If assumptions of the t-distribution are true

• data come from a normal distribution (normality)
• both standard deviations are identical (equality of variance, homoscedasticity)
• and \(\mu_x\) = \(\mu_y\) or \(\mu_x - \mu_y = 0\)

Then, the difference in the means is distributed according to a t-distribution

\[ t(n_x + n_y -2) \sim \frac{\bar{x} - \bar{y}}{\text{se}} \]

with \(n - 2\) degrees of freedom.

The denominator of the t-statistic is known as the standard error which is calculated according to

\[ \text{se} = \sqrt{\frac{(n_x - 1) \times s_x^2 + (n_y - 1) \times s_y^2}{n_x + n_y - 2}} \times \sqrt{\frac{1}{n_x} + \frac{1}{n_y}} \]

Numerator:

\[ (n_x - 1) \times s_x^2 + (n_y - 1) \times s_y^2 \]

Denominator:

\[ n_x + n_y - 2 \] Fraction:

\[ \text{left term} = \sqrt\frac{\text{numerator}}{\text{denominator}} \]

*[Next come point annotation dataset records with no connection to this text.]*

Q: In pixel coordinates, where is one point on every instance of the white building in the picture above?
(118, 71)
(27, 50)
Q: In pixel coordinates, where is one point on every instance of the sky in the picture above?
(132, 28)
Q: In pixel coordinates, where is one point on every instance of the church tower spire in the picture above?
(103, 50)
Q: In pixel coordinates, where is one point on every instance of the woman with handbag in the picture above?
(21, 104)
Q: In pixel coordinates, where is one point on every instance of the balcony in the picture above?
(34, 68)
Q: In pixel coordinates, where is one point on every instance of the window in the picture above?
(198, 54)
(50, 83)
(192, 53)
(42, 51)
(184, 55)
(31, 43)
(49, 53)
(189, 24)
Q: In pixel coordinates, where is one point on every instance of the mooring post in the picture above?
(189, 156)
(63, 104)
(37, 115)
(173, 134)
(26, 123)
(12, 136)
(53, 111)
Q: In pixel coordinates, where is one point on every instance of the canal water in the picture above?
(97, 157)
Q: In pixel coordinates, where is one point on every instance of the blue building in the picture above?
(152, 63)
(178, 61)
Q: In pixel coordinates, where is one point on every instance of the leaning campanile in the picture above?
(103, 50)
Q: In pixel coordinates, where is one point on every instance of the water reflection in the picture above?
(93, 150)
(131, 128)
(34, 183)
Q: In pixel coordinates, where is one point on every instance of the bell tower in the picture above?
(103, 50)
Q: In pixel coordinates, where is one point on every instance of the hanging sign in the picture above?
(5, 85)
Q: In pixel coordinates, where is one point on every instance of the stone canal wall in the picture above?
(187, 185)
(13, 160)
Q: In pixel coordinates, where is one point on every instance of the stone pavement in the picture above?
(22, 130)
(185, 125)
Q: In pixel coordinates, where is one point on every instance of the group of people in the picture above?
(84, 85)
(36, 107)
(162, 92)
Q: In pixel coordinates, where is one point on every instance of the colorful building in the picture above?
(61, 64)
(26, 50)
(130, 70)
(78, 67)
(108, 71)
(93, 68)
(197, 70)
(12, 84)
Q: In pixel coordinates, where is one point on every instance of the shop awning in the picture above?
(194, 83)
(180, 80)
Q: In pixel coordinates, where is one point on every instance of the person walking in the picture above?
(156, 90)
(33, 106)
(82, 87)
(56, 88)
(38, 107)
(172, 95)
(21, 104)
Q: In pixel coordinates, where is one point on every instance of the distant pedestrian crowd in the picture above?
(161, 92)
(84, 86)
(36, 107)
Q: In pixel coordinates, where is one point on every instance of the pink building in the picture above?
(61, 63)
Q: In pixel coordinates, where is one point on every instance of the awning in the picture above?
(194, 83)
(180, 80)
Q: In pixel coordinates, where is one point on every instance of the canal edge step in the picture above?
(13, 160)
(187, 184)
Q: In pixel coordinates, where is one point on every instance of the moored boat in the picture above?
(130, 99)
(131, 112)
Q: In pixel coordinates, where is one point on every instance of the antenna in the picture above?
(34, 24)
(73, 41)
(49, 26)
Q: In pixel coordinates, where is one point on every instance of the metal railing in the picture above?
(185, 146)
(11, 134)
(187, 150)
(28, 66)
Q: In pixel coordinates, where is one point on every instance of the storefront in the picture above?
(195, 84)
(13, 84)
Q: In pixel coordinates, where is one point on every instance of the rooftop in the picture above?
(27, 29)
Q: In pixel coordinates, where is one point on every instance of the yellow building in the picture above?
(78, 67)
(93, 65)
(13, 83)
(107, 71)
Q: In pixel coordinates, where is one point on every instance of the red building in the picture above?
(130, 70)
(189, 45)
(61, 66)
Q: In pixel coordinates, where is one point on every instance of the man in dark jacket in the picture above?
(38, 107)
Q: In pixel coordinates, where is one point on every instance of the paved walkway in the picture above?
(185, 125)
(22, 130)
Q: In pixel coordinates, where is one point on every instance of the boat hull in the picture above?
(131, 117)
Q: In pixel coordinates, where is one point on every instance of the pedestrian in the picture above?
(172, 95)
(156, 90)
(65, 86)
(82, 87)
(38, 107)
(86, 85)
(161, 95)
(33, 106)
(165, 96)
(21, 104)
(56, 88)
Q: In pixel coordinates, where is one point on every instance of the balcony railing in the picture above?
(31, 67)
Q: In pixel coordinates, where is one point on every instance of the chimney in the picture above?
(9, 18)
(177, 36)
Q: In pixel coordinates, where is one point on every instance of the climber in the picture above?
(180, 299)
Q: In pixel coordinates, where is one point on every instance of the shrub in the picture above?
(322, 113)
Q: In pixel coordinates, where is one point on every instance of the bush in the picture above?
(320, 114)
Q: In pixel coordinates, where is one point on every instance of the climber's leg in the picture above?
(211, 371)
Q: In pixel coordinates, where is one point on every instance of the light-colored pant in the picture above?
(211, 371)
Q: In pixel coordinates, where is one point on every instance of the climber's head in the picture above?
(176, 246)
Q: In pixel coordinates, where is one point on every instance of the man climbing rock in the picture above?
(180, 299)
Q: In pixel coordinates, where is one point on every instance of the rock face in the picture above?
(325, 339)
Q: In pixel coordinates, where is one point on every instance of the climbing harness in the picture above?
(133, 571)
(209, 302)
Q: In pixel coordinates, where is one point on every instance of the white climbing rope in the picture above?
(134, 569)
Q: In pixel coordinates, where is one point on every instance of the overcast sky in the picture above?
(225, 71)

\[ \text{right term} = \sqrt{\frac{1}{n_x} + \frac{1}{n_y}} \]

Product of the left and the right side of the SE equation.

\[ \text{se} = \text{left term} \times \text{right term} \]

The confidence interval for the difference in means is

\[ (\bar{x} - \bar{y}) \pm \tau \times \text{se} \] where \(\pm\tau\) is the lower and upper bounds of in t-distribution that contain 95%, 99% etc. of the area under the curve.

We can work out \(\tau\) on the basis of the lower and upper bound of the CI and the degrees of freedom of our \(t\)-distribution.